Did the title catch your eye? I hope so! This question has plagued the public, researchers, and rehabbers for a long time. Back when the animal response to oil spills started and wildlife were collected and washed, many animals did not survive the process. Those that did and were returned to the wild were usually never seen again. Back in those days, the ability to track animals after release was dependent on bands (for birds) or tags based on VHF radio waves if animals were even marked before release.
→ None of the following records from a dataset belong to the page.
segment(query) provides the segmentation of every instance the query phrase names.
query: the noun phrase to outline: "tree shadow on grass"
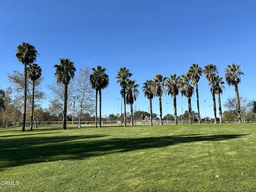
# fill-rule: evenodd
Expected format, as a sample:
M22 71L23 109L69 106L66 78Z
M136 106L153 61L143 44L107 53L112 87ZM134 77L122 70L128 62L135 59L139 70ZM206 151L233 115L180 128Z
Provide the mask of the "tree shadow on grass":
M157 148L178 143L215 141L246 134L197 134L138 138L111 138L108 135L51 136L0 139L0 169L31 163L83 159L116 153Z

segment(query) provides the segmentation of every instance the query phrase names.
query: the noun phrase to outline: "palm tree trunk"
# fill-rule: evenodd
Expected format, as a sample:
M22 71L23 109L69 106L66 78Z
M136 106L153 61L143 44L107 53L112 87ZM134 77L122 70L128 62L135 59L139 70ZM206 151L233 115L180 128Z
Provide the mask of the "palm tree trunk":
M220 115L220 123L223 123L222 111L221 110L221 102L220 100L220 94L218 94L218 102L219 103L219 115Z
M131 126L133 126L133 110L132 109L132 104L130 104L131 109Z
M99 105L99 127L101 127L101 90L99 90L99 101L100 102Z
M192 124L192 118L191 115L191 98L188 98L188 123L190 124Z
M78 117L78 128L81 128L82 107L82 102L80 103L80 111L79 113L79 117Z
M216 113L216 101L215 100L215 93L213 90L214 90L214 85L213 82L211 82L212 89L211 90L212 95L212 101L213 102L213 111L214 113L214 124L217 124L217 115Z
M198 85L197 84L197 83L196 85L196 102L197 104L197 113L198 113L198 124L200 124L201 122L201 118L200 117L200 109L199 107Z
M35 99L35 81L32 81L32 110L31 110L31 124L30 131L32 131L33 127L33 117L34 117L34 100Z
M36 117L35 117L35 115L34 115L34 121L35 121L35 126L36 127L36 129L37 129L37 122L36 122Z
M163 125L163 118L162 118L162 98L161 97L159 97L159 109L160 111L160 122L161 123L161 125Z
M97 106L98 106L98 90L95 94L95 127L97 127Z
M64 85L64 103L63 105L62 130L67 129L67 103L68 101L68 84Z
M25 131L26 113L27 112L27 64L24 64L24 111L23 112L23 124L21 131Z
M126 102L125 101L125 93L124 93L124 126L126 126Z
M241 114L241 110L240 108L240 100L239 99L238 86L237 86L237 85L235 85L235 91L236 92L236 111L237 112L238 123L242 123Z
M150 113L150 125L153 125L153 114L152 113L152 99L149 99L149 110Z
M174 111L174 124L178 125L177 121L177 103L176 101L176 95L173 95L173 111Z

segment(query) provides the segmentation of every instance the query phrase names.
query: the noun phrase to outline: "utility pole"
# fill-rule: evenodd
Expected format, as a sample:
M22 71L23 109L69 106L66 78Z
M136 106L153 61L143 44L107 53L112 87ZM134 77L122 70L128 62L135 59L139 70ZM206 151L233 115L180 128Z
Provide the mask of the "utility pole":
M206 100L204 100L204 121L205 124L206 124Z
M73 110L72 111L72 125L74 123L74 114L75 113L75 96L73 97Z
But we have come a long way since then, and we have gotten better and better at treating the effects of oiling on animals through years of research, (and let’s face it: trial and error). These days it is fair to say that we are good at what we do. Yes, there is always more to learn and the likelihood of survival of a particular animal that gets oiled depends on so many things, just a few of which might be species, time of year they get oiled, how long it takes before they are captured, what the petroleum product is, where on the body they get oiled, how extensive is the oiling, and the list goes on and on. So it really is a very tricky business and not black and white, but a lot of grey.
And really, when we are discussing oiled and rehabilitated animals, there really are three distinct questions: (1) do the animals survive the process of being washed and rehabilitated, (2) how long do they survive after they get released, and (3) do they return to “normal” after being oiled and rehabilitated? These days, not only have we become much better at helping animals after they get oiled, but technology has become much more sophisticated (smaller, better, cheaper, among other advancements) and as a result, it is much easier to track animals after we release them post-wash and rehabilitation. One of the things that we try to do for each spill is to look at each of them as an opportunity to learn more and to get better at how we care for animals.
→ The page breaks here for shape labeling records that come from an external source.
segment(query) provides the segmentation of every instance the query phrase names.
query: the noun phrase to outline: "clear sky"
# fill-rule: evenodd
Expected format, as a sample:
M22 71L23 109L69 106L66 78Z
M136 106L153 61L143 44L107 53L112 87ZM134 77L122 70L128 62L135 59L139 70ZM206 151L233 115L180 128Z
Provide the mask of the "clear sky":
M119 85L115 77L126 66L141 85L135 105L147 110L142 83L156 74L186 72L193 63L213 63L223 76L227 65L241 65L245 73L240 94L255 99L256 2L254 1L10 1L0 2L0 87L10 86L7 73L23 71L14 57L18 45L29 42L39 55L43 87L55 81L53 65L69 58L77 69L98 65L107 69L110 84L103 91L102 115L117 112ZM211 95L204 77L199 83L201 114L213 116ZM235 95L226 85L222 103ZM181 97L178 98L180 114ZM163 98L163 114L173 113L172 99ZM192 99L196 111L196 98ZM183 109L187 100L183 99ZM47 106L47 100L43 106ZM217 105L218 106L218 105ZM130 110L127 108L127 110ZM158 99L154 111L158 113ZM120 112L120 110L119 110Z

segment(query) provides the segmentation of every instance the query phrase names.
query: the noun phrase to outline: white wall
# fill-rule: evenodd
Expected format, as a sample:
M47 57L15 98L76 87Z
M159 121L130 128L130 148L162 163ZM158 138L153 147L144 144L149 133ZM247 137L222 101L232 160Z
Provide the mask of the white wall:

So, when approximately 100,000 gallons of oil spilled at Refugio State Beach, near Santa Barbara, in May 2015, and many animals were oiled, the OWCN jumped into action. Our effort was not only focused on providing the best capture and care of the affected animals, but also to follow the active efforts we employ during every incident to try to learn as much as we could on how to improve our protocols, our response efforts, and our knowledge on how oil (and oiled wildlife rehabilitation) affects wildlife.
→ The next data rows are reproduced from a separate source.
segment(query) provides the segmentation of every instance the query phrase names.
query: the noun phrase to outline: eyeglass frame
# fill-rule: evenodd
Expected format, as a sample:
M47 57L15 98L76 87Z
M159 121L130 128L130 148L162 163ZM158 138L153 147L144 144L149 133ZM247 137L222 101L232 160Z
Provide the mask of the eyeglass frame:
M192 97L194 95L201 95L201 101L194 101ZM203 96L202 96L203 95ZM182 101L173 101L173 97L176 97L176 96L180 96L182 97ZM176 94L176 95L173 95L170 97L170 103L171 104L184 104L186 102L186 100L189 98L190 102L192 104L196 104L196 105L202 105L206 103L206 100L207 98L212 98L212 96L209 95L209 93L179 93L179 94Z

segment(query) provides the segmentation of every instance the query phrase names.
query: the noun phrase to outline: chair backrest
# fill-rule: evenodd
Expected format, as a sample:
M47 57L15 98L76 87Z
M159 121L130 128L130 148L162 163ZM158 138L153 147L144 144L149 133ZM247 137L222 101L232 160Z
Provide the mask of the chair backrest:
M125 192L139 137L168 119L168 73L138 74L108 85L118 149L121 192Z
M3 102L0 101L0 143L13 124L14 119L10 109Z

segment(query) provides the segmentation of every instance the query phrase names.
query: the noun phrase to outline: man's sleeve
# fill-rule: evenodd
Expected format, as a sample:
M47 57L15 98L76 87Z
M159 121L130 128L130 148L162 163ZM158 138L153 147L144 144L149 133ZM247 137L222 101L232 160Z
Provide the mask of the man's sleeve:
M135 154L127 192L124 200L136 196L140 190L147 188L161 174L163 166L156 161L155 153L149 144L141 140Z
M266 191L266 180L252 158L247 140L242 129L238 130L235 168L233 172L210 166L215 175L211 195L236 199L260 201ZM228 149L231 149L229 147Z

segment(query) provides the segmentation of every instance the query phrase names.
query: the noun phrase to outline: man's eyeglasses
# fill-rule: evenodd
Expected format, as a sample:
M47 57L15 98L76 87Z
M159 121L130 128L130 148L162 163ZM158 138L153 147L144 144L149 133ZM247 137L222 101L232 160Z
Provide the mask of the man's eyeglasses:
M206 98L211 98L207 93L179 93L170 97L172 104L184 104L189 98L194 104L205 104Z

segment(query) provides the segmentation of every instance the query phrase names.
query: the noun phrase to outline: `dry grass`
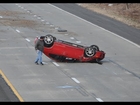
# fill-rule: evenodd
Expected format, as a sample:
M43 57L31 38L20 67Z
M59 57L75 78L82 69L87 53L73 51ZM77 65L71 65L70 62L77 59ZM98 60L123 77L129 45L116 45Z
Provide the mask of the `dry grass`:
M140 29L139 3L129 3L129 8L126 3L81 3L80 5Z

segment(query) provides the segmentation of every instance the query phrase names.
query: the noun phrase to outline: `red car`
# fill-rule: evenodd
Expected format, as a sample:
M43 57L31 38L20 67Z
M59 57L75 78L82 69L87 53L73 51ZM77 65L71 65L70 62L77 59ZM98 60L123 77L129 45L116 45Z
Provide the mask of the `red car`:
M97 45L82 46L75 43L56 39L48 34L44 36L43 53L56 61L97 62L104 59L105 52L100 51Z

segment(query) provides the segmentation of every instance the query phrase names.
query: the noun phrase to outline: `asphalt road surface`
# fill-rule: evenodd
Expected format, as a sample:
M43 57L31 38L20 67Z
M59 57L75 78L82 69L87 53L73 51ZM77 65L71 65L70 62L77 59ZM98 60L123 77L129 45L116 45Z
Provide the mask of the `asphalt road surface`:
M48 33L98 45L106 52L103 65L56 62L45 55L45 65L35 65L34 38ZM17 96L14 101L139 101L139 33L77 4L0 4L1 74Z

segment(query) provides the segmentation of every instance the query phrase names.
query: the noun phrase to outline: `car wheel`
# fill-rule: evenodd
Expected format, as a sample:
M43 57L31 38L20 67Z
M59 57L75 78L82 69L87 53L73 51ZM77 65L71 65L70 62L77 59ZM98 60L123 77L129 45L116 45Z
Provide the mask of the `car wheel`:
M84 51L85 57L92 57L96 53L95 49L93 47L86 47Z
M99 47L97 45L91 45L90 47L94 48L95 51L99 51Z
M46 35L44 38L45 46L51 47L53 45L55 39L56 38L53 37L52 35Z

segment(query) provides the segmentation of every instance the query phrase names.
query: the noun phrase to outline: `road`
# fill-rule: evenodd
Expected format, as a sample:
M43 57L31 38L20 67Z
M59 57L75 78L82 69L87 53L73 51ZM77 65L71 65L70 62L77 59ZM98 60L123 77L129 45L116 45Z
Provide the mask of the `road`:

One of the species of birds that was particularly affected by this spill was the Brown Pelican, 50 of which were captured. Of these 50, 46 pelicans survived and were released. Not only was their survival to release high (92%), but of the released pelicans, 12 adults were fitted with solar-powered GPS satellite tags. As part of this study of post-release survival, we also captured eight adult non-oiled pelicans to serve as controls.
After 6 months, 9 of the 12 original oiled and release pelicans were still alive (and 6 of 8 controls), and after one year, the tags from 2 of the oiled/rehabbed birds (and 2 of 8 controls) were still transmitting. Now it’s worth mentioning here that there is no perfect piece of technology that doesn’t have the capability of failing. So just because there were only 2 tags still transmitting after one year does not necessarily mean that the other 10 birds had perished. Tags not only can fail, but they also fall off, so even though they give us very valuable data, they don’t give us the entire picture.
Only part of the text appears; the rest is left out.